Quels facteurs influencent la consommation de votre PAC ?
La température extérieure et la région
Le facteur le plus important est la température extérieure. Plus il fait froid dehors, plus votre PAC doit travailler pour maintenir une température confortable à l’intérieur, et plus son COP baisse. Une PAC installée à Lille consommera davantage qu’une PAC installée à Montpellier, à surface et isolation égales.
L’isolation thermique du logement
C’est le deuxième facteur déterminant. Un logement mal isolé perd énormément de chaleur, ce qui oblige la PAC à fonctionner plus longtemps et donc à consommer plus d’électricité. Avant d’installer une PAC, il est fortement recommandé d’améliorer l’isolation de votre logement. Une rénovation globale combinant isolation et nouveau système de chauffage peut permettre de réduire vos factures de 40 à 70 %.
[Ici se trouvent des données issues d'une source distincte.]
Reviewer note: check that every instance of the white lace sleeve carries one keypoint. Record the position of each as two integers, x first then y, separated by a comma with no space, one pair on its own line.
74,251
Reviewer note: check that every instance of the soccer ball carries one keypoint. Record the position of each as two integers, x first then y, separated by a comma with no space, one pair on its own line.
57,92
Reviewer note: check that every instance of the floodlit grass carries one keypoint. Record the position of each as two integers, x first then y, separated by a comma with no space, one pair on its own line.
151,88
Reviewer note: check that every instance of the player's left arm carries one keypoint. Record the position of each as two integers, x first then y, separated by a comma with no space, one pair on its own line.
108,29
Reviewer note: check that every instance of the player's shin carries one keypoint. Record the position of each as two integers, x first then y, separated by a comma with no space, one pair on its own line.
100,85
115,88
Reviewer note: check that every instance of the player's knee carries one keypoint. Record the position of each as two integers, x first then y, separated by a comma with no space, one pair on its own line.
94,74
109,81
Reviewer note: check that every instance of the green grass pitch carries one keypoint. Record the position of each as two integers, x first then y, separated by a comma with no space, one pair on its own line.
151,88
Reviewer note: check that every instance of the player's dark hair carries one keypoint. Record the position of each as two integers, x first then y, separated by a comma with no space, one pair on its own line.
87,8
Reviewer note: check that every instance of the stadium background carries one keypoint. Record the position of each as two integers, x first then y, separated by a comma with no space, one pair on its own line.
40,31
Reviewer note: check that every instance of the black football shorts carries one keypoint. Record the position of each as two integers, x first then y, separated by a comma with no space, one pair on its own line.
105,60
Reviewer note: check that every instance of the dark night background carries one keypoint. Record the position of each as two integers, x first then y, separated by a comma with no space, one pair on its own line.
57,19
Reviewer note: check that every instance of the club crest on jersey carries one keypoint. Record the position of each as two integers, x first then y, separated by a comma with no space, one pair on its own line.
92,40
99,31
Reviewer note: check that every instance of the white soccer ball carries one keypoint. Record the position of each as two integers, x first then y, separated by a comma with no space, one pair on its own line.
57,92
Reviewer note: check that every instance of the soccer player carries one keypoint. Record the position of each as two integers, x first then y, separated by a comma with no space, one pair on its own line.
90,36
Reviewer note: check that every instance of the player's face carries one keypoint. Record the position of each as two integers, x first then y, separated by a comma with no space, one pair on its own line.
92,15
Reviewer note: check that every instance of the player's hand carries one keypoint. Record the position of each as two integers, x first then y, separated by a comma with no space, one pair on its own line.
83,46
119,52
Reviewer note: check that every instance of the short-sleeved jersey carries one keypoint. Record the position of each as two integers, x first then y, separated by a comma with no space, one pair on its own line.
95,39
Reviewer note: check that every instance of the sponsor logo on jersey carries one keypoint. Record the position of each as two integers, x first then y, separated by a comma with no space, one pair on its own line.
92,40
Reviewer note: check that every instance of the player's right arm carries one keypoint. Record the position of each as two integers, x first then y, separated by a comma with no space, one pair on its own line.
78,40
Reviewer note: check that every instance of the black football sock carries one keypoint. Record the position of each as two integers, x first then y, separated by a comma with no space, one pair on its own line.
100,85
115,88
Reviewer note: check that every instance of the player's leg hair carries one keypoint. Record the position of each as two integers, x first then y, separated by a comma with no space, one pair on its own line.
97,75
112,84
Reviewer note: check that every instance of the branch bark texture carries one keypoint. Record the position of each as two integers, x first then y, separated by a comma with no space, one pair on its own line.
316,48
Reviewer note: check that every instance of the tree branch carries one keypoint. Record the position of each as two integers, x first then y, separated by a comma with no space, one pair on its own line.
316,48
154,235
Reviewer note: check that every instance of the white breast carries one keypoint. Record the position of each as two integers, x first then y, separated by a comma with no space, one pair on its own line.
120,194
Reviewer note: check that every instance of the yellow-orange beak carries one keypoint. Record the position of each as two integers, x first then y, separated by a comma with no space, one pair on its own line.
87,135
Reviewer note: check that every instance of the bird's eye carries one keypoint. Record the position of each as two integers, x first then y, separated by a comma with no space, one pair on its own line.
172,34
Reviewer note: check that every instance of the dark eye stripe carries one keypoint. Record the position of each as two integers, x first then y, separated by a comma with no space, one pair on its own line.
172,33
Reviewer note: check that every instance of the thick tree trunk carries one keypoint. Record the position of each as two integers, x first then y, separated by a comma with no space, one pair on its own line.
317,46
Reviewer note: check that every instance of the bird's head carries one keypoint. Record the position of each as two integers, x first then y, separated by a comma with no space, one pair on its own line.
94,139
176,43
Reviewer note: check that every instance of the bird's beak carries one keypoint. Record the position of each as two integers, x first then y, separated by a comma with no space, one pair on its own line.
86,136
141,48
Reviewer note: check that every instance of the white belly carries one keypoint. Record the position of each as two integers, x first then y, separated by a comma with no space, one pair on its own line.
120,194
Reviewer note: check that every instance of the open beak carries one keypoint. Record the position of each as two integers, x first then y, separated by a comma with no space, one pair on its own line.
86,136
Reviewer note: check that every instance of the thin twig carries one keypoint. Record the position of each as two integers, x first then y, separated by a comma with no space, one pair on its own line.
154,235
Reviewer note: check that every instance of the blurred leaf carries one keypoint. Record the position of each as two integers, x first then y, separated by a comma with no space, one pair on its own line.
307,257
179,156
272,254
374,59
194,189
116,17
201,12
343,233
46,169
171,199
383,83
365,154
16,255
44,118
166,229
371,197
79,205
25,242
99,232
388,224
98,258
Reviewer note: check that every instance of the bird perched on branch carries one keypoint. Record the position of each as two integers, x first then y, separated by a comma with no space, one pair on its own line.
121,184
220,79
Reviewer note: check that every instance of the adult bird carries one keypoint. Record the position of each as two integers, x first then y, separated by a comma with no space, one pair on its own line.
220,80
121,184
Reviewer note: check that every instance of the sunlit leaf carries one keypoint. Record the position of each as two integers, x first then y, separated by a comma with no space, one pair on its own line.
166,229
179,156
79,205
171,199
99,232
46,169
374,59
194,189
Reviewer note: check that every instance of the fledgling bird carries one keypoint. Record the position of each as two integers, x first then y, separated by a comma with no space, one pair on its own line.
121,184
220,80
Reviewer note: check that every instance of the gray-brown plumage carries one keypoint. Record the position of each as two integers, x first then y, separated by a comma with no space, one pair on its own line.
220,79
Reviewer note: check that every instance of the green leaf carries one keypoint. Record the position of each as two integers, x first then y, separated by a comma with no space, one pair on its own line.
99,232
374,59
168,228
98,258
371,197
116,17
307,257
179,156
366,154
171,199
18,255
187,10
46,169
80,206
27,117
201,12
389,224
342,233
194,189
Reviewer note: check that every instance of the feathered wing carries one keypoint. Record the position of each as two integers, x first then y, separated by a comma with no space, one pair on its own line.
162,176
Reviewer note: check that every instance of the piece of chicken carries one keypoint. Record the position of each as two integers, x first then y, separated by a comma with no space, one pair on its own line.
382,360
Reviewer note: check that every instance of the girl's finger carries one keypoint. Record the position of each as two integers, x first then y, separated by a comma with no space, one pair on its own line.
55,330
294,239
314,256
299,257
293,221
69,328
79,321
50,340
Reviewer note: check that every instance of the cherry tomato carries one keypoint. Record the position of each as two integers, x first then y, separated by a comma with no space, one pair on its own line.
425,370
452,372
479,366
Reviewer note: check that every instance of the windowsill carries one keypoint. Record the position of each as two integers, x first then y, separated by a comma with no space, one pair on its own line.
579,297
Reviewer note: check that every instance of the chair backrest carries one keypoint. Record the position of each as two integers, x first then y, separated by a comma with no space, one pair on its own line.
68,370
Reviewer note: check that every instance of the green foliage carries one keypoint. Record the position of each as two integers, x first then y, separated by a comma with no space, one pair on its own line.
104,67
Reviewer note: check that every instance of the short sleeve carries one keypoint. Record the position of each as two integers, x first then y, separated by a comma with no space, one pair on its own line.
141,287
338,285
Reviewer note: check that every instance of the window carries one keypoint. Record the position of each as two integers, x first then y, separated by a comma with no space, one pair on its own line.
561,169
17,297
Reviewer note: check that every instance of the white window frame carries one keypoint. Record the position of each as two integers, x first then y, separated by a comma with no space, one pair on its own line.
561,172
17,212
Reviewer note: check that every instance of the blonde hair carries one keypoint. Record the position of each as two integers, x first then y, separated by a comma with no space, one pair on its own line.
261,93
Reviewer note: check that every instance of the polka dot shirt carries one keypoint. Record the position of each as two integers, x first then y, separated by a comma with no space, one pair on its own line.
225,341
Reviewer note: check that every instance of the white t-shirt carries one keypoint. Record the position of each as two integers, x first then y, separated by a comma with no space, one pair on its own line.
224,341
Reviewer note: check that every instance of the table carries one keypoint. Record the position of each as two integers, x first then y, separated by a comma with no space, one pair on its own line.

Le dimensionnement de l’équipement
Une PAC sous-dimensionnée fonctionnera en permanence sans jamais atteindre la température de consigne, ce qui augmente sa consommation et accélère son usure. À l’inverse, une PAC surdimensionnée démarrera et s’arrêtera trop fréquemment (phénomène de « court-cycle »), ce qui nuit également à son efficacité. Le bon dimensionnement est crucial : il doit être réalisé par un professionnel qualifié.
La température de consigne intérieure
Chaque degré supplémentaire de chauffage augmente la consommation d’environ 7 %. Régler votre thermostat à 19 °C plutôt que 21 °C peut donc représenter une économie d’environ 14 % sur votre facture de chauffage. C’est pourquoi l’installation d’un thermostat connecté, parfois disponible à 1 euro, est un excellent complément à votre PAC pour optimiser votre consommation.
L’âge et l’entretien de l’équipement
Une PAC bien entretenue conserve ses performances dans le temps. Un entretien annuel par un professionnel certifié permet de vérifier les niveaux de fluide frigorigène, de nettoyer les filtres et de s’assurer que tous les composants fonctionnent correctement. Négliger cet entretien peut faire chuter le COP de 20 à 30 % en quelques années.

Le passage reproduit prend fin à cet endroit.